I just bought the 5120 modem and the self install kit for Comcast Cable Internet. I followed all instructions, and it won't allow me to access the web. The power, recieve, send and pc activity lights all light up. But the send button flashes and the online light doesn't even light up. Any suggestions on what's wrong? I'm running XP.


----------



## Terrister (Apr 18, 2005)

Did the modem come from Comcast?

You may need to call them either way. Sounds like it is not set up to work on their system.


----------



## BellaireBob (Mar 7, 2006)

hook up modem turn on first then turn on pc
Try CMD Prompt!

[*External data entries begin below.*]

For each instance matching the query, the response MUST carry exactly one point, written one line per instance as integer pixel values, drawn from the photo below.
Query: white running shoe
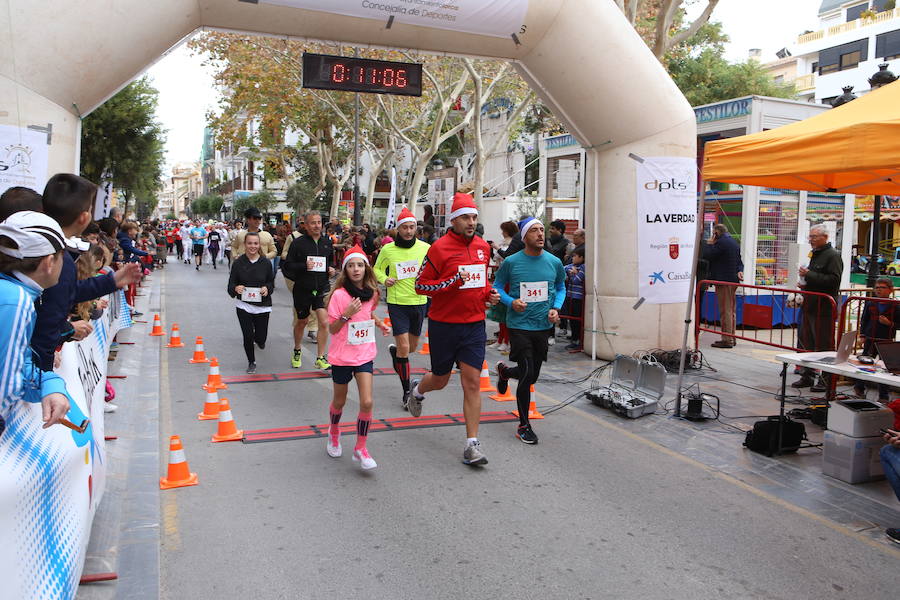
(333, 451)
(365, 460)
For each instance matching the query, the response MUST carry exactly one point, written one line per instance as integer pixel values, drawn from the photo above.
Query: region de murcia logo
(16, 158)
(673, 248)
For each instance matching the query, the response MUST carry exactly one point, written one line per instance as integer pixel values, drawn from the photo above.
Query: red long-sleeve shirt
(439, 277)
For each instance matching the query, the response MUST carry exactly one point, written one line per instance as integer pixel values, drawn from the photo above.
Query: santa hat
(463, 204)
(406, 216)
(526, 224)
(354, 252)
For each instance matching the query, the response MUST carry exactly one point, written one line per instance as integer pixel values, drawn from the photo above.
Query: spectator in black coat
(725, 264)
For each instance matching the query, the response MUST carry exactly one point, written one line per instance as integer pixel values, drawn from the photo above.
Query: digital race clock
(345, 73)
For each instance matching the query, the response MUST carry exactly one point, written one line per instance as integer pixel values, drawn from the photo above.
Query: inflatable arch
(61, 59)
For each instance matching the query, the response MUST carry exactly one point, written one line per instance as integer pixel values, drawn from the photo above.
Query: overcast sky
(186, 92)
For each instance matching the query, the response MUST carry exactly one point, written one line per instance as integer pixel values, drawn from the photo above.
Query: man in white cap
(396, 268)
(454, 275)
(32, 247)
(537, 288)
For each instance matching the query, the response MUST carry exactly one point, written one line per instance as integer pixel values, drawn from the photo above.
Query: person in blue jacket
(31, 257)
(537, 290)
(68, 200)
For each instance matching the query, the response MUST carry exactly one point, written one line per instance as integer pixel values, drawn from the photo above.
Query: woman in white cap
(31, 247)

Then IPCONFIG


""""Connection-Specific DNS Suffix : xxx.xxx.comcast.net"""" needed!
Look for IP Address other-than internal '192.168.01' Modem Default!
type ipconfig/release to release modem ip address
then type ipconfig/renew to renew ip address
If You see anything "COMCAST" on Ipconfig Call 1-800-COMCAST
Give Phone Rep Your Account # and they will help the rest of the way.


----------



## Cynicize (Jul 19, 2005)

Call Comcast to do two things. One, make sure they even support that modem. And if they do, two, give them your mac address on the modem so they can register it with their system.


----------



## susher (May 15, 2006)

If you are not getting an online light you don't have an strong enough signal
even if you are not provision for their network you get an online light. call for someone to come out


----------